À l'inverse, Morgan Stanley et JPMorgan ont réagi le jour même en recommandant d'acheter lors de ce repli. Leur argument : la faiblesse des prévisions reflète un décalage temporel et non un essoufflement structurel. Le segment publicitaire continue de croître, le catalogue de contenus pour le troisième trimestre est solide et, au multiple actuel, Netflix est valorisé comme si l'histoire de sa croissance était terminée, ce qui, selon eux, est inexact.
Ce désaccord entre vendeurs et acheteurs constitue la tension structurelle majeure. Les deux camps disposent d'arguments plausibles.
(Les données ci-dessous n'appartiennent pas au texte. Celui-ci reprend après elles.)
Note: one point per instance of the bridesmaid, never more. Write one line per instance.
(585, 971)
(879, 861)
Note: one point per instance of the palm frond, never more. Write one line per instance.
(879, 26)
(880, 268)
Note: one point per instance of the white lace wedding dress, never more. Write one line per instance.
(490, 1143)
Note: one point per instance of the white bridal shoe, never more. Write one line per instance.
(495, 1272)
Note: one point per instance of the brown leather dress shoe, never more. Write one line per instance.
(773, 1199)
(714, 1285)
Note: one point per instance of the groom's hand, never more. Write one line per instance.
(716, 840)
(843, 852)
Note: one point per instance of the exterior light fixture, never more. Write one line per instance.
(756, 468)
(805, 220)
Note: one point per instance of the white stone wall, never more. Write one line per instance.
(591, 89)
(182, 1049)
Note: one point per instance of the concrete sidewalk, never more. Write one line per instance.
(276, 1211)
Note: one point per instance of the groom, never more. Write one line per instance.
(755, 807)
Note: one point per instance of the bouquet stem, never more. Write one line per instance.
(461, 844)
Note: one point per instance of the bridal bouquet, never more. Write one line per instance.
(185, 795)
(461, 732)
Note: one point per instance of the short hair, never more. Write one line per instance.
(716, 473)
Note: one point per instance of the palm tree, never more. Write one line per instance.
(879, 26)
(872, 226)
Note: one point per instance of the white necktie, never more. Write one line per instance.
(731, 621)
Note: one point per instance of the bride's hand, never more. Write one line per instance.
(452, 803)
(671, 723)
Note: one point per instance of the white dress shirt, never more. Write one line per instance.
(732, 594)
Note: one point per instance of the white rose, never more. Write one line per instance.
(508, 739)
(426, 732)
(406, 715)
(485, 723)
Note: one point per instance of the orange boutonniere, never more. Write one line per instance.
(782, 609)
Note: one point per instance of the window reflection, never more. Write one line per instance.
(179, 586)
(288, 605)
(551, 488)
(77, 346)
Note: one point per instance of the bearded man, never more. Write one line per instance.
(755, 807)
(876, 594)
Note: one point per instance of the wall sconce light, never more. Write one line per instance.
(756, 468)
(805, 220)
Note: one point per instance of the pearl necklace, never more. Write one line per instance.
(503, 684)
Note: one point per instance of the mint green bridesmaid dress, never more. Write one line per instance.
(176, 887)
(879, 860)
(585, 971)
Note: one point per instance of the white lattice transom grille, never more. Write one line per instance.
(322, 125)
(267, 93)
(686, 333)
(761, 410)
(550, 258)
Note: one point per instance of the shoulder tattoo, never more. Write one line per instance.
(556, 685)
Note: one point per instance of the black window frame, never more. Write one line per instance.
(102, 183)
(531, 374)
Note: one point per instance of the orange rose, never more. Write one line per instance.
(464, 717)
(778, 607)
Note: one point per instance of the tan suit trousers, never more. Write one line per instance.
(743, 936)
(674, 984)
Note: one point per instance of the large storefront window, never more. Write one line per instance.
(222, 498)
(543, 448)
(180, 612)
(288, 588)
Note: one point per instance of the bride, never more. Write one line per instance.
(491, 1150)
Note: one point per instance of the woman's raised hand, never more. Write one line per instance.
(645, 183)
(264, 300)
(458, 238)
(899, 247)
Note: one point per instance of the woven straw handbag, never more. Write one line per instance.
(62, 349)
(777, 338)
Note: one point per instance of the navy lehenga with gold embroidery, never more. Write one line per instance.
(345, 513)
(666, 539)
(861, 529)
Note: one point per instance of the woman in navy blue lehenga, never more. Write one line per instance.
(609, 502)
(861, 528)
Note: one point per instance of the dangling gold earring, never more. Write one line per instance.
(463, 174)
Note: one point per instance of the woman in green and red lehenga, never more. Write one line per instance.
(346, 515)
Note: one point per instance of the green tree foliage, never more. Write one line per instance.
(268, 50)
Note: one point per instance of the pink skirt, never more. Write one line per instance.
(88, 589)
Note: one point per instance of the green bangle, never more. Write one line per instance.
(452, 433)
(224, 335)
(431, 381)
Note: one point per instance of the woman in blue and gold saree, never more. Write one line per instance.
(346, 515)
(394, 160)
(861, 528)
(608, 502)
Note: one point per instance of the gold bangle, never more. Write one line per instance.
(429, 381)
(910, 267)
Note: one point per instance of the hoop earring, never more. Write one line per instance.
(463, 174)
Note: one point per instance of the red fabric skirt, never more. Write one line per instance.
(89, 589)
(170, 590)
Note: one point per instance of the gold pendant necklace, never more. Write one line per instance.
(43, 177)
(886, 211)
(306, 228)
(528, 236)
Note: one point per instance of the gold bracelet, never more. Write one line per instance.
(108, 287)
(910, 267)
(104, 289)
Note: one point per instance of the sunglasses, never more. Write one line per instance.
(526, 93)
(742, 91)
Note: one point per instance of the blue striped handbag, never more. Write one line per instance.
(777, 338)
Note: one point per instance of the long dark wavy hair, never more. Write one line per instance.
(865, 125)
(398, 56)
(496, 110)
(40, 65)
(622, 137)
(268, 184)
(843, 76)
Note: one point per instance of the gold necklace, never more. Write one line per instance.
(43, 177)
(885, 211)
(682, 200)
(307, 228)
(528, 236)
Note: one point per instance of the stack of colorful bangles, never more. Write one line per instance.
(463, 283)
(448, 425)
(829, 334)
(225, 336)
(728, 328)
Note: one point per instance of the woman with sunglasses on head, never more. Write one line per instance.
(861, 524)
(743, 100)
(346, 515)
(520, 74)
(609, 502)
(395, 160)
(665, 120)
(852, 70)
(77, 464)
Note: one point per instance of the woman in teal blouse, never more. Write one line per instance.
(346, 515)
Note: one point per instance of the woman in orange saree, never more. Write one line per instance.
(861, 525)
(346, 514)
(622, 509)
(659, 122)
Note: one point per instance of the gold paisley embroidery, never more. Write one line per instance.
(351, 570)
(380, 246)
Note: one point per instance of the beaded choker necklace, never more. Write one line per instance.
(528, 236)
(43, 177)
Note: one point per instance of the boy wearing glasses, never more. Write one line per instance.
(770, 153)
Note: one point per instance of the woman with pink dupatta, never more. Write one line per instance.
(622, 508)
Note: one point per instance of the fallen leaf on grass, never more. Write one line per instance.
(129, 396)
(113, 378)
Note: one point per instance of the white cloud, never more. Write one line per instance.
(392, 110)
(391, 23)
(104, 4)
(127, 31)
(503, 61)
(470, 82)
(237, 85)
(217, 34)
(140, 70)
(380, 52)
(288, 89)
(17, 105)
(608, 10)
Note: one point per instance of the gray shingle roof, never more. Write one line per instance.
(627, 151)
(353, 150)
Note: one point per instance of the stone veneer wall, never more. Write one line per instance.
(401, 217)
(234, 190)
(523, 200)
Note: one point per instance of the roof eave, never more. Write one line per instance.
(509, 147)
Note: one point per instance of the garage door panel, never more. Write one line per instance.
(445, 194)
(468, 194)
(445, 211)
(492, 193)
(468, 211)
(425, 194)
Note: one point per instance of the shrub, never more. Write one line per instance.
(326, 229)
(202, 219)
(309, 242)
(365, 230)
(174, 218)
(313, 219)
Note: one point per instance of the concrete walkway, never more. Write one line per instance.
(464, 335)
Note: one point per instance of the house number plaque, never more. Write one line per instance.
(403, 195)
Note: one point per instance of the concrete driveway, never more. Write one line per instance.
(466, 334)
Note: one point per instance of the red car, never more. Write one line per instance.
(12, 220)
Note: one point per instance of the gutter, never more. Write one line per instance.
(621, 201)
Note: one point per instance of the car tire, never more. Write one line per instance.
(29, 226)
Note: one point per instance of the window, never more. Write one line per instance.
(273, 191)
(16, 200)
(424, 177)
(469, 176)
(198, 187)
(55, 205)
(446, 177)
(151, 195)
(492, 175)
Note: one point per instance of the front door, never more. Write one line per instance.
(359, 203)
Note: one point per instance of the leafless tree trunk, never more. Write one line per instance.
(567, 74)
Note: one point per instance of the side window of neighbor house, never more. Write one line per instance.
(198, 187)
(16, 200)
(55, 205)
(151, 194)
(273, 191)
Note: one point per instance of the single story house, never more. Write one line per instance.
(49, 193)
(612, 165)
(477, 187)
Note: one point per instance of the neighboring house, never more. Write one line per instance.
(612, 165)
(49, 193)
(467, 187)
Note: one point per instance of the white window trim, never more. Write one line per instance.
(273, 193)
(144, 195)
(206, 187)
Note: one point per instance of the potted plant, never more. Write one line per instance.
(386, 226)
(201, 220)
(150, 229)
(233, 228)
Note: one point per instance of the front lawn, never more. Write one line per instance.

Toute la question est de savoir quelle lecture des prévisions se révélera exacte.
Signal de rebond
Le scénario baissier repose sur une prémisse spécifique : l'offre publicitaire de Netflix atteindrait son plafond plus tôt que prévu, et la faiblesse du deuxième trimestre serait structurelle et non saisonnière. Si les prévisions de chiffre d'affaires pour le troisième trimestre — qui seront communiquées en juillet lors des résultats du deuxième trimestre — sont à nouveau inférieures au consensus, les acheteurs sur repli auront eu tort, et le titre disposera d'une marge de baisse supplémentaire vers les objectifs réduits des analystes.
Le scénario haussier ne nécessite qu'une chose : une réaccélération des prévisions pour le troisième trimestre. Le calendrier de contenus pour le second semestre 2026 est chargé. Si le temps de visionnage sur l'offre publicitaire se maintient et si la stratégie d'événements en direct — désignée par la direction comme un levier de croissance — continue de convertir les spectateurs occasionnels en abonnés payants, alors le deuxième trimestre apparaîtra a posteriori comme une simple pause et non comme un sommet.
L'histoire offre un point de comparaison. Début 2023, Netflix avait chuté de 9 % suite aux prévisions du quatrième trimestre, avant de tout récupérer en six semaines après la publication de chiffres supérieurs aux attentes. La structure était similaire : d'excellents résultats réels, des perspectives timides et un réajustement brutal sur une séance. La différence cette fois réside dans le départ de Reed Hastings, qui ajoute une prime d'incertitude absente en 2023. Le redressement du sentiment de marché tend à être plus lent lorsqu'il nécessite de restaurer la confiance, et pas seulement de valider des chiffres.
L'indicateur à surveiller sera la conférence de résultats du deuxième trimestre en juillet. Plus précisément, il faudra observer si Netflix divulgue volontairement le nombre d'abonnés de son offre publicitaire et si les prévisions de chiffre d'affaires pour le troisième trimestre dépassent les 13 milliards de dollars. Si tel est le cas, la chute de vendredi ressemblera à un point d'entrée. Dans le cas contraire, le chiffre de 83 % de profit restera comme le moment où les bénéfices ont cessé d'être l'indicateur déterminant pour les investisseurs.